Absence de moments de questions

Evidemment, une parole manque aux échanges : celle des «wokistes déconstructeurs» dont les approches sont critiquées à longueur d’interventions. Dans la salle, on reconnaît quelques visages de chercheurs qui pourraient s’en réclamer : l’absence de moments de questions ne leur permettra pas de tenter la controverse, dans une salle bien remplie et de toute façon visiblement acquise aux orateurs. «Cancel culture» appliquée aux “woke” ? Presque. Très en verve, le sociologue et chroniqueur à CNews Mathieu Bock-Côté entre dans la tête d’un «woke» : «un voyage en folie» pour expliquer «comment, pour les woke, l’universalisme est le vrai racisme». Il y explique que pour eux, la suprématie blanche serait dissimulée derrière la référence à l’universalisme, qu’il faudrait donc combattre pour faire ressortir les mécanismes de domination.
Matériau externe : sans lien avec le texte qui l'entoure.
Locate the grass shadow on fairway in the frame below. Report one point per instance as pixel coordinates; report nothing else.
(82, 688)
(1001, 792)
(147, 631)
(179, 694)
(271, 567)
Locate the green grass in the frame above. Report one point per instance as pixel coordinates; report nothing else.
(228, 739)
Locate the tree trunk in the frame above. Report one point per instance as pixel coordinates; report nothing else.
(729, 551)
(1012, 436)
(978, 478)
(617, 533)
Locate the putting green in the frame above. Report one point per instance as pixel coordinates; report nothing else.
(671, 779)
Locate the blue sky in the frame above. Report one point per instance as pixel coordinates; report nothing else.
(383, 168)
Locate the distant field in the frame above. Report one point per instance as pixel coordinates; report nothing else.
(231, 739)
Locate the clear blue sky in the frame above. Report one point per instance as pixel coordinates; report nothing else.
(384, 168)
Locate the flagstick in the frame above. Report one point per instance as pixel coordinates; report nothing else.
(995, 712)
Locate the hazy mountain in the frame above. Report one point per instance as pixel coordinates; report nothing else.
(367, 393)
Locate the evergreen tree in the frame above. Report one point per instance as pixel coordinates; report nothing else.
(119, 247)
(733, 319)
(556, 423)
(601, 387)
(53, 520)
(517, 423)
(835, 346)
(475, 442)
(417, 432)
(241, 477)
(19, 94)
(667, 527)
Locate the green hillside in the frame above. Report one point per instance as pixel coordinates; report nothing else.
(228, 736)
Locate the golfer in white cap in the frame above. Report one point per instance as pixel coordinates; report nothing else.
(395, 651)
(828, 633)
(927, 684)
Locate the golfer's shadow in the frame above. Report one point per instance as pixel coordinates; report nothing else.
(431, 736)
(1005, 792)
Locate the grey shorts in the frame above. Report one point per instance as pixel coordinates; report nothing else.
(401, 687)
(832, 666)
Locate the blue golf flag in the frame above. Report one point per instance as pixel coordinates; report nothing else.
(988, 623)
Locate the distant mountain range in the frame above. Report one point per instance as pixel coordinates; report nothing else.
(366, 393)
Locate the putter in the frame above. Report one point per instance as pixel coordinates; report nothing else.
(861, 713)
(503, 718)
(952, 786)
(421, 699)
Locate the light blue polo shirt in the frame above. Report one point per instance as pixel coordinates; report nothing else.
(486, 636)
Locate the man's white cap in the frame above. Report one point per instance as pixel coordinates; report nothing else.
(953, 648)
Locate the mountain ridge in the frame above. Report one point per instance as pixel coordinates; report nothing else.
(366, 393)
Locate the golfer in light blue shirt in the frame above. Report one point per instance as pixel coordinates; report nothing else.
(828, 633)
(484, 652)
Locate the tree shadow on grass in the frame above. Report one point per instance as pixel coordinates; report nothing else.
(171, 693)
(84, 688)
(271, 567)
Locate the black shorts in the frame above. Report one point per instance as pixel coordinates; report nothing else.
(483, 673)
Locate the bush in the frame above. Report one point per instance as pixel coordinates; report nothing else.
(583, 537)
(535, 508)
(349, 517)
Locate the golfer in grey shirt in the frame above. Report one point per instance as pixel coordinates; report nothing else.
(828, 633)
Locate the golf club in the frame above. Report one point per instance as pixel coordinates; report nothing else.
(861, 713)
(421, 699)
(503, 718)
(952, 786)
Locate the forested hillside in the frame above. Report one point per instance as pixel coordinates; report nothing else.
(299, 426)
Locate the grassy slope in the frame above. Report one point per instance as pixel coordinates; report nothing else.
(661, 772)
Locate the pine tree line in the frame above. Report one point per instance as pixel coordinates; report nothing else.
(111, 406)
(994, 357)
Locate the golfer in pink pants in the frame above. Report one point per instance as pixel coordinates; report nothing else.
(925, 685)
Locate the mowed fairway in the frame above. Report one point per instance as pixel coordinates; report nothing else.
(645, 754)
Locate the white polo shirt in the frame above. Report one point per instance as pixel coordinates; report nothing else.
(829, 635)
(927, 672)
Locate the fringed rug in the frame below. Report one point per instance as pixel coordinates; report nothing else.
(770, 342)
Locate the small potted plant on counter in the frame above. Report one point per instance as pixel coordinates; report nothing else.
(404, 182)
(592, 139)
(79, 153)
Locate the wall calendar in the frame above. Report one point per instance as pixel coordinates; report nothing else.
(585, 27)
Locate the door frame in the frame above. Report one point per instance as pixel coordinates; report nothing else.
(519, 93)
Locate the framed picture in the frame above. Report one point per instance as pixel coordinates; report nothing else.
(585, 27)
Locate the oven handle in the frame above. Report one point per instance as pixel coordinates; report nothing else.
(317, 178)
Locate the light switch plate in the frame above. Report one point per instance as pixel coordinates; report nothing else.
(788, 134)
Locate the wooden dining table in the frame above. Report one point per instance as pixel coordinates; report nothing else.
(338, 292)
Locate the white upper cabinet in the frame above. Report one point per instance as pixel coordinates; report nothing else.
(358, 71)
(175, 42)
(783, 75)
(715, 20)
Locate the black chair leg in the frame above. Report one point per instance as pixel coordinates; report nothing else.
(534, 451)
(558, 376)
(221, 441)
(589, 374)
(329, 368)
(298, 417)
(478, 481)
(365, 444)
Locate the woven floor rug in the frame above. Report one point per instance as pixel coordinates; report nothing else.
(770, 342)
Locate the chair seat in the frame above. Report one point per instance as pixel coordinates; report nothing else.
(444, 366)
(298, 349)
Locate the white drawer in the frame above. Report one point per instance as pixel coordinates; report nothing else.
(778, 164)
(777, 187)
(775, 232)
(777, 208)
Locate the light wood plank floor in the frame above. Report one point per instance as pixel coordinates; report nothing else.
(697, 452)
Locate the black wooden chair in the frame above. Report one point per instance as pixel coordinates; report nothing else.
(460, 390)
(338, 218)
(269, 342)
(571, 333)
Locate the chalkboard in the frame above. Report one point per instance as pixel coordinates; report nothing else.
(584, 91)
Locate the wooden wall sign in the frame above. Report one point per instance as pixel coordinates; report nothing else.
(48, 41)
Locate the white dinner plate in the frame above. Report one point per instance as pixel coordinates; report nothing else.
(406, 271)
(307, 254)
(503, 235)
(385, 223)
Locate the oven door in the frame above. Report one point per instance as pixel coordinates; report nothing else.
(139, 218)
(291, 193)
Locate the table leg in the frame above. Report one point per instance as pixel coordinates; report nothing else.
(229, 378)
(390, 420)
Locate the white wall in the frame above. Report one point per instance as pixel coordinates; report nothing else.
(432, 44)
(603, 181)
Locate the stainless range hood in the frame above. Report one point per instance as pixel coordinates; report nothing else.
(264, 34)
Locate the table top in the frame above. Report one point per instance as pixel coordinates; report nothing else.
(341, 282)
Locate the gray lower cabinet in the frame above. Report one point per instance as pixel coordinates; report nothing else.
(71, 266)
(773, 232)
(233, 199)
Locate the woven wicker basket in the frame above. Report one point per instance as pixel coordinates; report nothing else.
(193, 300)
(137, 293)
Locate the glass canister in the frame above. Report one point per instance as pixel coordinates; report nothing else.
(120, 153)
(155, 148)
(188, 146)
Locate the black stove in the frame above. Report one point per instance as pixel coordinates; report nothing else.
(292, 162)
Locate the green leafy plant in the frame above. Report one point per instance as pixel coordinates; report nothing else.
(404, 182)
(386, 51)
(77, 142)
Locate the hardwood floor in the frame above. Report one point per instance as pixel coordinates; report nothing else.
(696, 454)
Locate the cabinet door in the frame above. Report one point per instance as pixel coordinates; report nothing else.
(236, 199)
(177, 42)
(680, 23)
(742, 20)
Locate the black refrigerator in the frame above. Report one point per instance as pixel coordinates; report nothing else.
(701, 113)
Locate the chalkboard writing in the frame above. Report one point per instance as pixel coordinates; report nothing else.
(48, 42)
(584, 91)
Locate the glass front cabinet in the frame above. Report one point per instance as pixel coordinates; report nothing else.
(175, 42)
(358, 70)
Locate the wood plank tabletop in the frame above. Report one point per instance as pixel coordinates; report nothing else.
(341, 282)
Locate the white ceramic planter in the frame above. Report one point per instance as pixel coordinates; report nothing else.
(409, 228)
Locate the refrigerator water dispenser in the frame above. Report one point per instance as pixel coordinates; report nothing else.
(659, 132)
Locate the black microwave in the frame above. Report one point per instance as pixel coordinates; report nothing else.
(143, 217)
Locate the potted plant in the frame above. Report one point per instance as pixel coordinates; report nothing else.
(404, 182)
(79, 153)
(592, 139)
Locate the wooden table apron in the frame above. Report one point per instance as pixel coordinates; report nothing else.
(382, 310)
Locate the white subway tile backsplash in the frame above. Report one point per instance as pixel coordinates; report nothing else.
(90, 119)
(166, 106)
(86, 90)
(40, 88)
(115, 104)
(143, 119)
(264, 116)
Conclusion : «Pour nous [les blancs], exister, c’est expier ad vitam aeternam.» Rires et applaudissements fournis.

Le seul moment de confrontation a eu lieu en dehors de la salle Liard, où des étudiants avaient déployé une banderole «Combattons la banalisation de l’islamophobie». (Stéphane Lagoutte/Myop pour Libération)

Aux abords de la salle, la présence d’une caméra de télévision suscite un moment de confrontation entre des étudiants (de divers collectifs, dont l’Unef et Solidaires) qui ont déployé une banderole «Combattons la banalisation de l’islamophobie», et d’autres qui portent des sweats du syndicat de droite UNI. C’est là qu’a lieu la controverse, et pas dans l’amphi Liard, où la déconstruction du déconstructionnisme s’opère en un long sermon… au pied un immense tableau de Richelieu, lui aussi présent sous les lambris dorés.